Wal-Mart should reduce its location growth even further. Growth for its own sake isn’t smart. It’s best to allocate capital only to the highest payback projects Wal-Mart can find. Opening stores in high-cost areas, domestic or foreign, is sowing the seeds of weakness. Retailing is a risky business, so retail investors deserve only the highest potential returns on investment. It’s not important to be #1 in sales growth or location growth. Return on investment should be the priority. Sam Walton’s driving forces: low cost real estate and low cost operations. Urban expansion can lead to higher real estate costs and higher operating costs (union or not, living wage or not).

Carol Spieckerman
Guest
Carol Spieckerman
15 years 7 months ago
I welcome the news because it might allow Wal-Mart’s dizzying array of brand launches, product upgrades and stores of the community to fully take hold with consumers in existing stores. As it stands now, stores within a few miles of one another are so finely tuned to the local market as to feature unique items and completely unique brand presentations in key areas. This is intentional of course; however, I believe it makes it difficult for consumers to identify with the “new Wal-Mart” and wrap heads around the changes. The stores here in Northwest Arkansas (prototype-ville AND vendor-ville!) provide extreme examples, of course; however, as Wal-Mart loads stores into other key geographic areas (such as D/FW), we’re finding that the dynamic repeats.
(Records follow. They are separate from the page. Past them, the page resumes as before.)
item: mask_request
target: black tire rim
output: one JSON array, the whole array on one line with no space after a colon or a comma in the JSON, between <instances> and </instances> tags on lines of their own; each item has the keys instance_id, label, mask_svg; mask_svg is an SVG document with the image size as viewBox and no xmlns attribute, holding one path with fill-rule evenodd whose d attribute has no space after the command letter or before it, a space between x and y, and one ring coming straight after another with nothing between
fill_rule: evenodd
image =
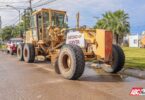
<instances>
[{"instance_id":1,"label":"black tire rim","mask_svg":"<svg viewBox=\"0 0 145 100\"><path fill-rule=\"evenodd\" d=\"M71 58L68 54L62 56L62 68L67 72L71 69Z\"/></svg>"}]
</instances>

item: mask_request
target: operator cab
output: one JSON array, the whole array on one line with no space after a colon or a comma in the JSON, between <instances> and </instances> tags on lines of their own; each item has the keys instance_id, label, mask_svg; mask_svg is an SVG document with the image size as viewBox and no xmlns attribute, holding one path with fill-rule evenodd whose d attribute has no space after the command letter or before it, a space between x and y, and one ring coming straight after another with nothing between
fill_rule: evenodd
<instances>
[{"instance_id":1,"label":"operator cab","mask_svg":"<svg viewBox=\"0 0 145 100\"><path fill-rule=\"evenodd\" d=\"M31 17L33 39L36 41L48 39L50 27L62 29L65 24L65 16L65 11L52 9L41 9L34 12Z\"/></svg>"}]
</instances>

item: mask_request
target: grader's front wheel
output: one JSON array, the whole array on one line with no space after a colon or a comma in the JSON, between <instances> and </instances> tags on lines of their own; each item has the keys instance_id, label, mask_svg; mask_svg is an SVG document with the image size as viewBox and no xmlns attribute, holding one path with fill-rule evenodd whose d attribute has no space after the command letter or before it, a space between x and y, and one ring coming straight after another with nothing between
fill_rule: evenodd
<instances>
[{"instance_id":1,"label":"grader's front wheel","mask_svg":"<svg viewBox=\"0 0 145 100\"><path fill-rule=\"evenodd\" d=\"M19 44L18 47L17 47L17 58L18 58L19 61L24 61L23 48L24 48L23 43Z\"/></svg>"},{"instance_id":2,"label":"grader's front wheel","mask_svg":"<svg viewBox=\"0 0 145 100\"><path fill-rule=\"evenodd\" d=\"M77 45L64 45L59 54L58 67L64 78L69 80L78 79L85 68L82 49Z\"/></svg>"},{"instance_id":3,"label":"grader's front wheel","mask_svg":"<svg viewBox=\"0 0 145 100\"><path fill-rule=\"evenodd\" d=\"M32 44L25 44L23 49L24 61L33 63L35 60L35 48Z\"/></svg>"},{"instance_id":4,"label":"grader's front wheel","mask_svg":"<svg viewBox=\"0 0 145 100\"><path fill-rule=\"evenodd\" d=\"M112 61L108 64L108 66L103 67L103 69L109 73L117 73L124 66L125 55L121 47L118 45L113 45L112 49Z\"/></svg>"}]
</instances>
As a consultant and shopper, if I want to see the latest in CE, I head up the road to Missouri (lower sales tax = stellar CE dept.). Check in on that limited-store home decor test? Rogers Pleasant Crossing (only). That hot urban line in young men’s? Trek to Fayetteville (only). Launch of… Read more »
Kai Clarke
Guest
15 years 7 months ago

This is great news for Wal-Mart and its shareholders. Wal-Mart needs to focus on becoming better at what it does, not necessarily doing more of what it does. At the end of the day there is much for Wal-Mart to become better at, and this includes focusing on operational excellence in addition to providing a clearer retail picture for its customers. Even at 4% growth, with its largess, Wal-Mart will have a tremendous impact on both its new store openings, as well as renovating and updating its existing store base. More is not better when it comes to retail!

Leon Nicholas
Guest
Leon Nicholas
15 years 7 months ago

Probably prudent for Wal-Mart, but more because of rapidly changing age/income demographics through 2020 than because of cannibalization concerns.

M. Jericho Banks PhD
Guest
M. Jericho Banks PhD
15 years 7 months ago

Events and conditions are conspiring against WM’s growth. Labor, suppliers, resistant communities, regulation of the Chinese monetary system, and competition are taking their toll. To position slow growth as a business decision is inspired, but disingenuous.

Mike Blackburn
Guest
15 years 7 months ago

Increasing your spending by 4% is not exactly a “slowdown.” In the current fiscal year they plan to spend about $17 billion, so add 4% to that to get the $ spent in 2007. It’s a huge number, representing close to 5% of its total sales. Actual store count added is about the same as last year, with international growth a focus. By the way, this doesn’t include acquisitions (used often in the international markets but almost never in domestic).

vanessa Reese
Guest
vanessa Reese
15 years 5 months ago

Can any one answer these questions?

In your opinion what is Wal-Mart’s approach to executing its strategy? What recommendations can you make for improvement?

What actions do you believe they should take to address the issues and challenges facing the company?